第22話 ご利用は計画的に

「よし行こう!!」


 お互いに初のフレンド登録とパーティ登録をした後、日の出で明るくなり始めた空を見て、レストがキャンプセットをしまう。

 周囲は見ていたアリスがボソッと聞く。


「…どうやって」

「ジャンプして…行けないかな」

「…無理」

「だよね」


 アリスが首を振って答える姿を見て、レストは現実逃避していた光景へ視線を向ける。

 そこには橙色の朝日で僅かに照らされた、爆撃でできた底の見えない穴。

 360度見渡しても円を描くようにあり、跳躍で越えて行こうにも幅が広く、筋力の補正がかっても落ちることが容易に想像出来る穴があった。


 要約すると、レストが夜間の襲撃で爆裂玉を投げ続けた結果。

 現在地は孤島にいるかのような、穴で森から隔絶された脱出困難な場所となったのだ。


「ごめん。こんなことになるとは思ってなかった」


 レストはもうすっかり仲良くなったアリスへ、頭を下げて素直に謝る。

 ドロップ品集めのためアリスへ頼み込み、一晩中【気配察知】と【視線察知】で索敵する度に爆裂玉を投げ続けて、この現状を作り出した張本人だから。


 実は、こんな事態になった多くの要因がある。

 一つ目は、夜によってモンスターが強化されたことで索敵範囲は拡大し。ついでとばかりに大きな音爆音見晴らしの良い土地爆心地場違いな匂い熊鍋が原因で見つかり、多くのモンスターが群れをなし襲ってきたこと。

 二つ目は、イベント期間中により大量のモンスターが発生させ。

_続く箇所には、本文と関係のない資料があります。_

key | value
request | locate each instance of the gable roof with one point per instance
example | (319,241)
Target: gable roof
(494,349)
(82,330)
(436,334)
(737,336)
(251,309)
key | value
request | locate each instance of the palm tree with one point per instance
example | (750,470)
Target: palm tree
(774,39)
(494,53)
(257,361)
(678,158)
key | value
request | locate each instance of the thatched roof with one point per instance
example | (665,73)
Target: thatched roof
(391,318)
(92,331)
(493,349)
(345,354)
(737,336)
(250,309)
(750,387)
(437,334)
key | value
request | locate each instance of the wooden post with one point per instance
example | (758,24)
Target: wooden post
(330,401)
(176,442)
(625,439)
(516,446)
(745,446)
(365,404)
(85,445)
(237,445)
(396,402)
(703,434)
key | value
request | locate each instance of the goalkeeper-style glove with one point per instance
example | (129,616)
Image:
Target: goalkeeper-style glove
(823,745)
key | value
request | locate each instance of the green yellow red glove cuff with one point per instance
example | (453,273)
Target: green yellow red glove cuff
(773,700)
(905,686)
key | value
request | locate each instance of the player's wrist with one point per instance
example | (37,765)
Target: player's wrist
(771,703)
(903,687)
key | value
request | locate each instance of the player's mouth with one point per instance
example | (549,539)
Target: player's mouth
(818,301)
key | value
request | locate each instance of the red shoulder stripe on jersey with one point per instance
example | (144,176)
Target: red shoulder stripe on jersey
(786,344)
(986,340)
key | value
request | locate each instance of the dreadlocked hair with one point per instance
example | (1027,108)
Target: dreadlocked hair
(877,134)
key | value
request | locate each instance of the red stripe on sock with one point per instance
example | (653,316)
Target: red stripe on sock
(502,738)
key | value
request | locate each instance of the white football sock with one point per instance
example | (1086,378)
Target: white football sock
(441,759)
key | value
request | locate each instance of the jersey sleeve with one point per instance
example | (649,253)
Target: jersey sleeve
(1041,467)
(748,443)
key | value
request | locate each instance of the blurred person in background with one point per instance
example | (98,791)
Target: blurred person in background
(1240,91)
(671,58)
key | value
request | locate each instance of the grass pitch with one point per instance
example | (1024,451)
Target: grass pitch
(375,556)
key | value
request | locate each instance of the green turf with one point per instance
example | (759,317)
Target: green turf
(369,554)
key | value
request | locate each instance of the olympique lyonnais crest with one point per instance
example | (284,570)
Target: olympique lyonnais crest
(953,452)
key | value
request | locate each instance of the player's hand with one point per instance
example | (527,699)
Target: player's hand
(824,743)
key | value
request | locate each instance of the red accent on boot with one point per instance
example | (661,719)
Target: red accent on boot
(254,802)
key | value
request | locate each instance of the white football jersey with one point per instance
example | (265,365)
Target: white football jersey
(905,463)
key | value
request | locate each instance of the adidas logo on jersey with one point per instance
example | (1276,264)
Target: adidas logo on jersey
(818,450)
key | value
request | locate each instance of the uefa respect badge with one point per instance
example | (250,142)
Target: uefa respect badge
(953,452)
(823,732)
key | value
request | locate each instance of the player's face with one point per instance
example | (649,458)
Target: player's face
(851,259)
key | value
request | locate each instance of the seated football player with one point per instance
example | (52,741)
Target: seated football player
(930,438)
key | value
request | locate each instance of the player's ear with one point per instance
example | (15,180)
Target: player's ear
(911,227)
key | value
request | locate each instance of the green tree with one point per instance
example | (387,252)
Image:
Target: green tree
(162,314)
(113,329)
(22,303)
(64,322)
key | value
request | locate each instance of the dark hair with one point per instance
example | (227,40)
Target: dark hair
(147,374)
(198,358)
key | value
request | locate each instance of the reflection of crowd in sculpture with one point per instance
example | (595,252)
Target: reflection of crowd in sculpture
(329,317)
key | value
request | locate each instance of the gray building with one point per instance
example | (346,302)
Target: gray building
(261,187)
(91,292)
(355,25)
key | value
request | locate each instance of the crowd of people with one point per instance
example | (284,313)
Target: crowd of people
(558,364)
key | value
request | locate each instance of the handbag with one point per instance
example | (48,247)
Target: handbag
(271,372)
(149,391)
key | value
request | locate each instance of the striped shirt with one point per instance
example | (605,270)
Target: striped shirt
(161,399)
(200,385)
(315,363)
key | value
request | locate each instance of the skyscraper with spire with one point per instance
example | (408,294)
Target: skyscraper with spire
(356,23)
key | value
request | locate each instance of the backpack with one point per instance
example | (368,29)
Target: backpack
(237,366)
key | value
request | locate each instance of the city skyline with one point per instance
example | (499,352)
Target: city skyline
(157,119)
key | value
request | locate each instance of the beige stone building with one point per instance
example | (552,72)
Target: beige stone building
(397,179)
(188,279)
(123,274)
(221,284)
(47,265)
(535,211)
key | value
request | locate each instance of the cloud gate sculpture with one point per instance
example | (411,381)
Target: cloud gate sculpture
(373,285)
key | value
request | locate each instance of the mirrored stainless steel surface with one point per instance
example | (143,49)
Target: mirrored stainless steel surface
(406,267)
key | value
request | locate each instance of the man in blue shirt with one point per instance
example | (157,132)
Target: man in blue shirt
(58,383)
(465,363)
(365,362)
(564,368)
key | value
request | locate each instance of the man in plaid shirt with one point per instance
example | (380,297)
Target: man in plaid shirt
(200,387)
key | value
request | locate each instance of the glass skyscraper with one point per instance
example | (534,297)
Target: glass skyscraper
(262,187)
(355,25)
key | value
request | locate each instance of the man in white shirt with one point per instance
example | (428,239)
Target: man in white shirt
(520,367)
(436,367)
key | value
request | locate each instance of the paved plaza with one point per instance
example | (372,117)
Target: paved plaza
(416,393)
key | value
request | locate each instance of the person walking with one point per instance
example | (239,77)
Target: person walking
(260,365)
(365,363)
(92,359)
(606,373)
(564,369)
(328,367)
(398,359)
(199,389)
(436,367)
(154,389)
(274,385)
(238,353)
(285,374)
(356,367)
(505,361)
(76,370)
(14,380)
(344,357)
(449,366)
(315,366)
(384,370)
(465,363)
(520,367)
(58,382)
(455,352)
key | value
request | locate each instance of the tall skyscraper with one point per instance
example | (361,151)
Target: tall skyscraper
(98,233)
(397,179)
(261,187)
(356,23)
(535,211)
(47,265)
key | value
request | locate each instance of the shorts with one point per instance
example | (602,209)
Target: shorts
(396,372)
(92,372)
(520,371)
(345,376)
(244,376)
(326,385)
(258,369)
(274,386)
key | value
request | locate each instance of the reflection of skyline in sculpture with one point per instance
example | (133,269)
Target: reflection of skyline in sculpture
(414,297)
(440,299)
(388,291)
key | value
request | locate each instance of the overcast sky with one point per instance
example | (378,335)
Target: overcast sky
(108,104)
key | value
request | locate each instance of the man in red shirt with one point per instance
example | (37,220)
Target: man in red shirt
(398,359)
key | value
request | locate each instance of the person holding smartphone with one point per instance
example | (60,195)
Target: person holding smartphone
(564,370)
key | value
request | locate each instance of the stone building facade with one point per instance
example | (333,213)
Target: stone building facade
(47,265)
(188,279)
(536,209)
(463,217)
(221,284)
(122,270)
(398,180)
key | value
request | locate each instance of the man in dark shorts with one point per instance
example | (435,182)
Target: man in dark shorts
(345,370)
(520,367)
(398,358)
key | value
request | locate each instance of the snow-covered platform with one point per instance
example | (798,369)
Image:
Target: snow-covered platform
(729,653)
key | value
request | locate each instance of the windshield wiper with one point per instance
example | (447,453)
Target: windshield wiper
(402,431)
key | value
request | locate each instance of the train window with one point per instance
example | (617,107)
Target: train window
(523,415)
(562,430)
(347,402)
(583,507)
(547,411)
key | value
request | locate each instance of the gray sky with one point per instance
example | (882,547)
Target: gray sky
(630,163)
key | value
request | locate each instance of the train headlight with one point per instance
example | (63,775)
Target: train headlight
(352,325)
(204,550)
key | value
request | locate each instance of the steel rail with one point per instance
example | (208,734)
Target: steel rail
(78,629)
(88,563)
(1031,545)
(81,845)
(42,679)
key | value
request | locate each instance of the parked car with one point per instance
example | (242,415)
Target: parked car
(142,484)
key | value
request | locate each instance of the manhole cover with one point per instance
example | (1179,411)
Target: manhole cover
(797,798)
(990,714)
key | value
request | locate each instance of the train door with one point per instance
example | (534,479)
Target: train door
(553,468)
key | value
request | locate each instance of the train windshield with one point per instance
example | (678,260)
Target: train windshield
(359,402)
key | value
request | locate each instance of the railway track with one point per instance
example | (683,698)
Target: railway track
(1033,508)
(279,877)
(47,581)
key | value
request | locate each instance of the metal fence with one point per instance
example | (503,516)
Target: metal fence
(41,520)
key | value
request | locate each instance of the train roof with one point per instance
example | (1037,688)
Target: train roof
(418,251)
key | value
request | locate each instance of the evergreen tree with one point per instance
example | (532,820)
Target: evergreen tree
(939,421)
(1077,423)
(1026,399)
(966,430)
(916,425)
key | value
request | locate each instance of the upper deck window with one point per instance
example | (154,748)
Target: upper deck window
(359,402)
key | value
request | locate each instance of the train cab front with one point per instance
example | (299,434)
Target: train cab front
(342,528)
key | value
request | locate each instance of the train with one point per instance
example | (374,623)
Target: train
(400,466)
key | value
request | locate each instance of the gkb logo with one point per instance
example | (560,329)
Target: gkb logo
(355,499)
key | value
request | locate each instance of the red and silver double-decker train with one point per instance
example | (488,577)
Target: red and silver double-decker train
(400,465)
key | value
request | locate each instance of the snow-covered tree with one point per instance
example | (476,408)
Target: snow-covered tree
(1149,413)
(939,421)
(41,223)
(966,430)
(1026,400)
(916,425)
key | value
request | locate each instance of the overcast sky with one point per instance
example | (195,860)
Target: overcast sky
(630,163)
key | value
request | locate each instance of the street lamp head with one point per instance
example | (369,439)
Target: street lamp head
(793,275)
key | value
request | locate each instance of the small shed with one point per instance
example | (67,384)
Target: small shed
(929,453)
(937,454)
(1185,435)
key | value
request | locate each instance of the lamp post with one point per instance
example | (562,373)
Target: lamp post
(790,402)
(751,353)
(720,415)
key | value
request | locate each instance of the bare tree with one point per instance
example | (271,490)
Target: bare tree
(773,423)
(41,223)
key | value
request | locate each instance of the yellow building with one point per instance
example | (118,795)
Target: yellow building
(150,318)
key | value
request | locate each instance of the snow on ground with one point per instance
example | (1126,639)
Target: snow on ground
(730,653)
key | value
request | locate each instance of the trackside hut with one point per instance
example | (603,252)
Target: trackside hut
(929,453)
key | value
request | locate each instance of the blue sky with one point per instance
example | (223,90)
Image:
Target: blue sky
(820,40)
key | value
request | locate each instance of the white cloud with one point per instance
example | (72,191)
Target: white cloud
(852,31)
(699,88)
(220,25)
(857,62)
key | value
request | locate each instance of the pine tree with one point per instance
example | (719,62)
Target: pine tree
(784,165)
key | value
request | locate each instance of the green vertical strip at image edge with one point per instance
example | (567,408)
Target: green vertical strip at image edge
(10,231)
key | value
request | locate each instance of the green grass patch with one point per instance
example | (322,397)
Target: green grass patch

さらに、装備している暴獣の匂い袋でモンスターが引き寄せられ、より多くのモンスターが集まったこと。

 他にも、低レベルモンスターだから優秀なAIが搭載されてないので逃げないことや、穴がトラップ化したことや、崖のような場所で屯するモンスターへ爆裂玉を投げたことで穴の幅を大きくしたことや、押されて落ちたモンスターへ爆裂玉を投げてより深くしたことなどが要因となるだろう。

 ちなみに、一番の要因はレストが爆裂玉を投げ続けたことだ。


「…レストのせいじゃない。モンスターを任せたのは私」

「でも、ドロップ品欲しさに頼んで実行したのはこっちだから。ごめん」

「……分かった。まずは解決策探そ」


 頭を下げて謝るレストに、子供の容姿からアリスの方が何か申し訳ない気持ちにさせられる。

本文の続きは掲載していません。